Yet the deal collapsed anyway, and some of the backlash has been aimed at the attorneys advising the transaction. Some Wall Street pundits were quick to point fingers, particularly now that AT&T will have to cough up a $4 billion breakup fee.
“This is a wakeup call to all the lawyers who were about to give you bad advice that says you can merge no matter what,” CNBC commentator Jim Cramer said in a segment last week, which was among his tamer remarks.
Cramer is no stranger to the legal world. His biography online said he helped Steve Brill launch American Lawyer magazine.
AT&T spokesman Brad Burns said the telecommunications giant was proud of its legal team’s work.
“Some of the nation’s top antitrust attorneys and experts determined that, based on precedent and the many customer benefits, the upside of doing the transformative deal outweighed the risks,” Burns said. “The same great legal team that worked on this transaction also has helped us get 11 major deals completed, valued at more than $200 billion. We certainly value their contribution.”
Rosen did not return a request for comment, and an Arnold & Porter spokesperson declined to comment.
Some antitrust experts said the deal failed more in the face of staunch regulatory opposition than legal missteps. Rosen and Cary are among the country’s most well-respected deal makers, known for doling out straight-shooting advice that has moved many multibillion-dollar acquisitions forward.

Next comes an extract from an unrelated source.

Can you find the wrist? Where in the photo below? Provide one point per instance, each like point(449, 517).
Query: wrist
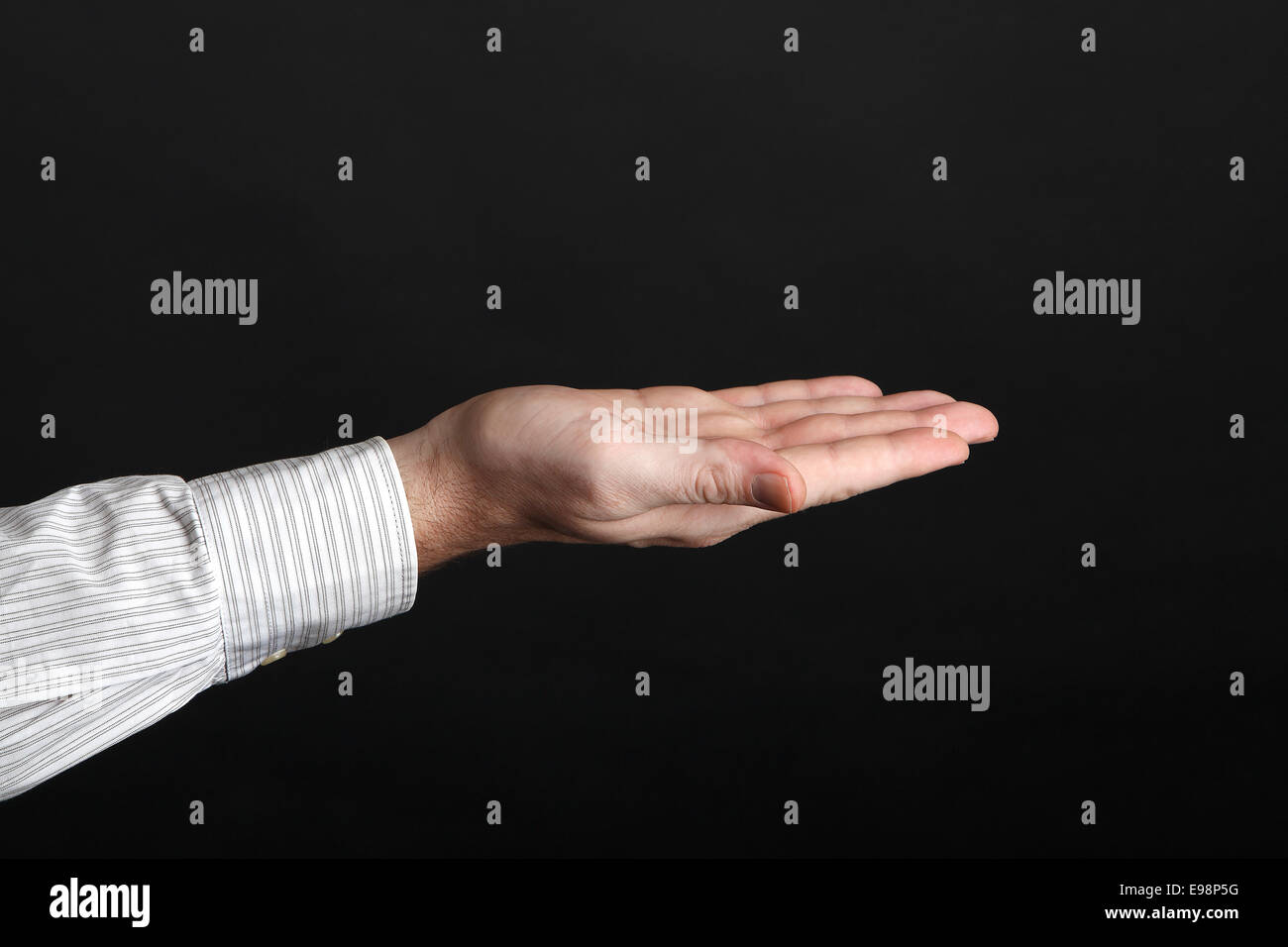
point(437, 497)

“Sometimes, no matter who you have as your counsel or how many you have, you just can’t beat the politics,” said Ivan Adler, a principal at the McCormick Group’s law and government affairs practice. “Even though you have King Kong, you’re not going to get all the bananas. But if you have the money, you sure can try.”
Steve Newborn, co-head of the antitrust practice at Weil, Gotshal & Manges, has known Rosen and Cary for years and has worked with both at the Federal Trade Commission.
“[Rosen] is a highly analytical lawyer and not someone to press his clients into doing anything in which he doesn’t believe,” Newborn said. “I strongly believe he advised his client of the difficulties they faced. . . . Both [lawyers] would accurately present probabilities of success to their clients.”
Problem was, many analysts regarded the probability of success as low from the start.
“From the beginning, obtaining antitrust approval was an uphill battle,” Newborn said. “Under these circumstances, assigning blame for not getting this deal through seems rather unfair.”
Newborn added: “My initial reaction in seeing the extraordinarily high breakup fee in a case like this was: ‘What was management thinking?’ ”
“If a law firm identifies there’s any risk, and one has to assume a law firm here did, it’s up to the company to decide whether it wants to take that risk,” said Simpson Thacher partner Kevin Arquit, who counsels companies in antitrust and transactional issues.
“The Department of Justice cut short that process,” Arquit said. “It’s hard to put that at the feet of the law firm.”